(The weekend is sort of Days 6 and 7 — I gave myself most of the time off, apart from doing some charity shop shopping for the show materials, but in that down time ideas are still gestating and making themselves ready, so let’s count them.)
After the big weekend shop, the morning was spent pulling all of the materials together. The show’s all about games and participation, so the props are really all just game materials, and the set is just arranging them in a way that makes the audience feel game for it. By which I mean, from the moment the audience come in, they need to know that there’s going to be participation and games and roleplaying, and they need to feel reasonably comfortable with it. Here’s a video with me enthusing about what fun it is to put this stuff together:
If you’ve never designed and run a roleplaying game, I highly recommend it. It has a lot of the fun of directing, a lot of the fun of improv performance, and all the charms of playing a really intricate board game on top of it — the balancing of game values, the scheming, the making of materials that get the participants excited. I think my approach to Class Act has been more informed by that gleeful fun than I expected.
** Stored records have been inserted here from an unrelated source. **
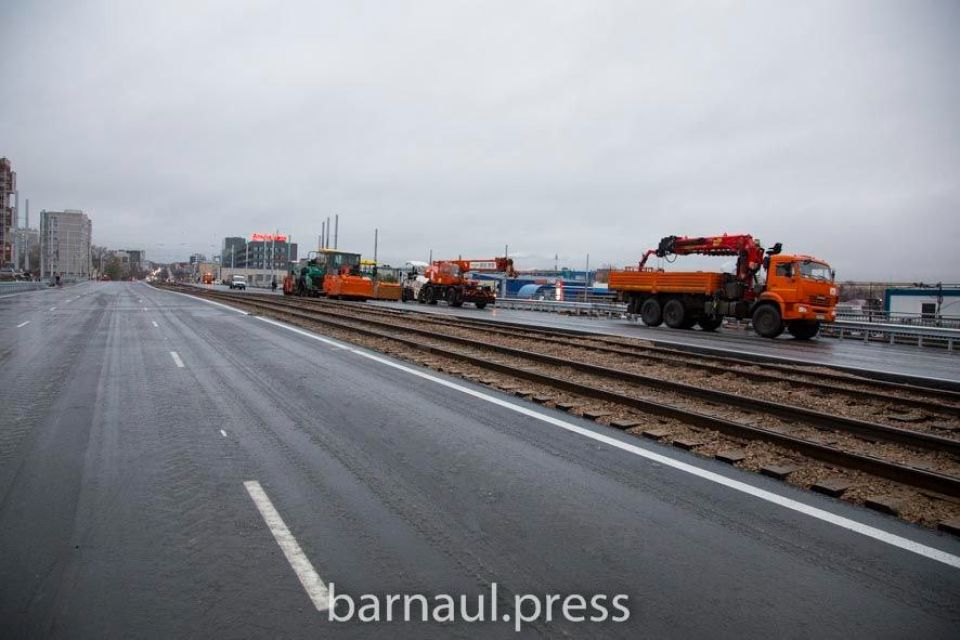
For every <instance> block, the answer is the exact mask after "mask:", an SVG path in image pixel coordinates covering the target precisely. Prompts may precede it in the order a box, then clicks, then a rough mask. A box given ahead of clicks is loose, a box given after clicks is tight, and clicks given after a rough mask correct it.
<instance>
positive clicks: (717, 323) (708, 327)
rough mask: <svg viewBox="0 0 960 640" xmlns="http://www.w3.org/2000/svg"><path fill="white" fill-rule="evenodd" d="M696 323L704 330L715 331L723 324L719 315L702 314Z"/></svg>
mask: <svg viewBox="0 0 960 640" xmlns="http://www.w3.org/2000/svg"><path fill="white" fill-rule="evenodd" d="M697 324H699V325H700V328H701V329H703V330H704V331H716V330H717V329H719V328H720V325H721V324H723V318H722V317H720V316H714V317H710V316H703V317H702V318H700V319H699V320H697Z"/></svg>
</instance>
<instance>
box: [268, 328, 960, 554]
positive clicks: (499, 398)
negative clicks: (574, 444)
mask: <svg viewBox="0 0 960 640" xmlns="http://www.w3.org/2000/svg"><path fill="white" fill-rule="evenodd" d="M257 319H258V320H262V321H264V322H267V323H269V324H272V325H275V326H278V327H281V328H283V329H286V330H288V331H292V332H294V333H297V334H300V335H303V336H306V337H308V338H312V339H314V340H318V341H320V342H322V343H324V344H331V345H335V344H340V345H343V343H341V342H338V341H336V340H330V339H329V338H323V337H321V336H318V335H315V334H312V333H309V332H307V331H303V330H301V329H298V328H296V327H292V326H290V325H285V324H283V323H282V322H277V321H275V320H270V319H269V318H264V317H262V316H257ZM343 348H344V349H349V350H350V351H352V352H353V353H356V354H357V355H359V356H362V357H364V358H368V359H370V360H373V361H375V362H379V363H380V364H383V365H386V366H388V367H392V368H394V369H399V370H400V371H403V372H404V373H409V374H411V375H414V376H417V377H419V378H423V379H424V380H429V381H431V382H434V383H436V384H438V385H440V386H443V387H447V388H448V389H453V390H455V391H459V392H461V393H465V394H467V395H469V396H473V397H474V398H477V399H479V400H484V401H485V402H490V403H491V404H495V405H497V406H500V407H503V408H504V409H508V410H510V411H514V412H516V413H520V414H523V415H525V416H528V417H530V418H534V419H536V420H540V421H542V422H546V423H548V424H552V425H554V426H556V427H560V428H561V429H565V430H567V431H570V432H573V433H576V434H578V435H581V436H583V437H585V438H589V439H591V440H594V441H596V442H602V443H603V444H606V445H610V446H611V447H616V448H617V449H620V450H622V451H626V452H628V453H632V454H634V455H637V456H640V457H642V458H647V459H648V460H653V461H654V462H658V463H660V464H662V465H664V466H667V467H671V468H673V469H677V470H678V471H683V472H685V473H689V474H691V475H694V476H697V477H699V478H703V479H704V480H709V481H710V482H715V483H717V484H719V485H723V486H725V487H728V488H730V489H733V490H735V491H739V492H741V493H745V494H747V495H751V496H753V497H755V498H760V499H761V500H766V501H767V502H770V503H772V504H776V505H779V506H781V507H784V508H786V509H790V510H791V511H796V512H797V513H802V514H804V515H806V516H809V517H811V518H816V519H817V520H821V521H823V522H827V523H830V524H832V525H835V526H838V527H840V528H842V529H847V530H848V531H853V532H854V533H859V534H860V535H863V536H866V537H868V538H873V539H874V540H878V541H880V542H883V543H886V544H889V545H891V546H893V547H897V548H898V549H903V550H904V551H909V552H911V553H915V554H917V555H920V556H923V557H925V558H929V559H931V560H936V561H937V562H942V563H943V564H946V565H949V566H951V567H954V568H955V569H960V556H955V555H953V554H951V553H947V552H946V551H941V550H940V549H936V548H934V547H930V546H927V545H925V544H921V543H919V542H914V541H913V540H910V539H909V538H904V537H903V536H898V535H896V534H893V533H889V532H887V531H884V530H883V529H878V528H876V527H871V526H870V525H868V524H863V523H862V522H857V521H856V520H851V519H850V518H846V517H844V516H839V515H837V514H835V513H831V512H829V511H826V510H824V509H819V508H817V507H812V506H810V505H808V504H804V503H803V502H800V501H798V500H793V499H791V498H787V497H785V496H781V495H779V494H777V493H774V492H772V491H767V490H766V489H761V488H759V487H755V486H753V485H750V484H747V483H746V482H741V481H739V480H734V479H733V478H728V477H726V476H724V475H720V474H719V473H714V472H713V471H708V470H706V469H701V468H700V467H697V466H695V465H692V464H688V463H686V462H681V461H680V460H675V459H673V458H670V457H668V456H665V455H662V454H659V453H656V452H654V451H648V450H647V449H644V448H642V447H638V446H637V445H633V444H630V443H628V442H622V441H620V440H617V439H616V438H611V437H609V436H606V435H603V434H602V433H596V432H594V431H590V430H589V429H585V428H583V427H580V426H577V425H575V424H573V423H570V422H567V421H565V420H561V419H559V418H555V417H553V416H549V415H546V414H543V413H539V412H537V411H534V410H533V409H528V408H527V407H522V406H520V405H516V404H513V403H511V402H507V401H506V400H502V399H500V398H496V397H494V396H490V395H487V394H486V393H483V392H482V391H477V390H476V389H470V388H468V387H464V386H462V385H459V384H457V383H455V382H451V381H449V380H443V379H441V378H437V377H436V376H432V375H430V374H429V373H426V372H423V371H419V370H417V369H412V368H410V367H407V366H405V365H402V364H400V363H398V362H393V361H391V360H388V359H386V358H381V357H380V356H377V355H374V354H372V353H367V352H366V351H361V350H360V349H356V348H353V347H352V346H344V347H343Z"/></svg>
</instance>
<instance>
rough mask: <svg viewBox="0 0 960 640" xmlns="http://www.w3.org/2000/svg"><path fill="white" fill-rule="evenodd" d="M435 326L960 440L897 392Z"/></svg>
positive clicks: (930, 413) (557, 356)
mask: <svg viewBox="0 0 960 640" xmlns="http://www.w3.org/2000/svg"><path fill="white" fill-rule="evenodd" d="M315 306H316V305H305V306H304V308H306V309H308V310H311V309H310V307H315ZM323 312H324V313H328V314H331V315H336V316H339V317H342V318H343V319H345V320H355V319H357V315H356V313H350V312H347V311H340V310H337V309H323ZM370 315H377V316H380V317H379V318H377V319H378V320H381V321H383V319H384V317H383V315H382V314H370ZM416 315H417V316H421V315H424V314H416ZM361 319H362V318H361ZM389 322H390V323H391V324H393V325H396V326H398V327H410V328H417V329H422V328H424V324H425V323H423V322H421V321H420V319H419V318H410V317H407V316H401V317H391V318H389ZM430 328H432V329H439V330H438V331H437V333H438V335H449V336H456V337H461V338H470V339H478V338H483V339H485V340H486V341H488V342H490V343H495V344H498V345H503V346H507V347H511V348H515V349H523V350H527V351H531V352H534V353H541V354H544V355H550V356H554V357H559V358H571V359H576V360H578V361H580V362H584V363H588V364H596V365H600V366H605V367H610V368H615V369H619V370H621V371H624V372H630V373H638V374H641V375H646V376H650V377H654V378H659V379H662V380H670V381H676V382H683V383H686V384H691V385H694V386H698V387H702V388H709V389H716V390H718V391H726V392H728V393H733V394H736V395H739V396H743V397H760V398H762V399H764V400H769V401H773V402H779V403H782V404H789V405H794V406H798V407H805V408H808V409H813V410H816V411H823V412H827V413H830V414H832V415H837V416H844V417H849V418H856V419H859V420H866V421H869V422H875V423H878V424H884V425H886V426H892V427H897V428H900V429H909V430H912V431H919V432H923V433H932V434H934V435H938V436H941V437H945V438H949V439H953V440H958V441H960V416H956V415H952V414H949V413H942V412H936V411H931V410H926V411H924V410H920V409H917V408H913V407H902V406H900V405H899V404H898V403H897V400H896V398H895V397H890V398H888V399H887V400H885V401H882V402H881V401H872V400H867V399H863V398H860V397H859V396H857V395H856V390H851V391H847V390H844V389H836V390H835V391H834V392H832V393H829V394H827V393H824V392H823V391H820V390H817V391H814V392H810V391H809V390H804V389H803V388H802V387H800V386H798V385H796V384H795V383H794V382H793V381H792V380H783V381H777V382H758V381H753V380H745V379H744V378H742V377H740V376H738V375H737V374H736V372H729V373H725V374H721V375H717V374H713V373H710V372H705V371H703V370H698V369H696V368H695V367H692V366H689V367H685V366H682V365H681V366H679V367H678V366H674V365H669V364H664V363H662V362H649V361H648V362H644V361H642V360H639V359H638V358H636V357H634V356H632V355H626V356H621V355H617V354H609V353H598V352H597V351H595V350H592V349H591V348H590V347H588V346H577V345H574V346H561V345H557V344H554V343H552V342H543V341H542V340H539V339H537V338H528V337H524V336H522V335H518V336H504V335H497V336H496V339H495V340H491V339H490V335H489V334H479V333H478V331H477V330H476V329H472V328H459V327H456V326H452V325H448V324H444V325H442V326H441V327H430Z"/></svg>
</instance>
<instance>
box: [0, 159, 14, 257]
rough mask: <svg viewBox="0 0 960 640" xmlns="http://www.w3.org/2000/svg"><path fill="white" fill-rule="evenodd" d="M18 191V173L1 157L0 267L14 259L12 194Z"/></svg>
mask: <svg viewBox="0 0 960 640" xmlns="http://www.w3.org/2000/svg"><path fill="white" fill-rule="evenodd" d="M16 191H17V174H16V172H15V171H13V167H12V166H11V165H10V161H9V160H8V159H6V158H0V267H2V266H6V265H7V264H10V262H12V261H13V228H14V226H15V225H16V220H15V219H14V217H15V216H14V211H15V209H14V207H12V206H11V205H10V196H12V195H13V194H15V193H16Z"/></svg>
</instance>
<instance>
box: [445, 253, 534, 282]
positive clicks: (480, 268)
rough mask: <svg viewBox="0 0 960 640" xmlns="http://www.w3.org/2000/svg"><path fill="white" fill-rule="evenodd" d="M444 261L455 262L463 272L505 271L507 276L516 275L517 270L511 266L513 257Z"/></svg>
mask: <svg viewBox="0 0 960 640" xmlns="http://www.w3.org/2000/svg"><path fill="white" fill-rule="evenodd" d="M444 262H452V263H454V264H456V265H457V266H459V267H460V270H461V271H463V272H464V273H465V272H467V271H473V272H474V273H505V274H507V277H509V278H513V277H515V276H516V275H517V272H516V271H515V270H514V268H513V258H507V257H502V258H486V259H483V260H476V259H473V260H464V259H462V258H458V259H456V260H445V261H444Z"/></svg>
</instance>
In the afternoon, I brought in an audience for a scratchy sharing of the show so far. It’s actually more complete that I expected at this stage, so we did a rough run of the full thing. They were great — other artists and staff at the Ovalhouse, so a very engaged audience, including the young Box Office team. They were one of the most engaged and backchattiest audiences I’ve ever had for anything! It’s easy to plan for the contingency of the audience not participating at all, because there’s only one way that happens, but much harder to plan for lots of unexpected enthusiastic participation, so it was great to work with those folk.
The first thing I learned from it is that the show is definitely fun. We had a great laugh. This I’m really pleased about, because it’s so important to me that the audience enjoy themselves if I’m going to get properly political. And I hear from feedback that some of them were properly roused and angry by the end, which is another bonus. That means I feel like I’ve confirmed I’m on the right track.
The other side of that is that it was messier than I expected, and a few things that I thought would work just didn’t quite come off in performance. This is the danger of preparing largely by yourself — without enough outside eyes, you forget what assumptions you’re making about how it will work. But it’s good that this happened now, because it means I have defined problems to solve for the next two days.
This is the hardest stage of development — it’s easier to cut and change early on, when you’re not invested in each moment; now the cuts and changes feel more brutal. But also, if done right, more necessary and more satisfying. So the last two days are about making everything about this show as perfect as it can be — getting it all ready for big, unexpected audiences.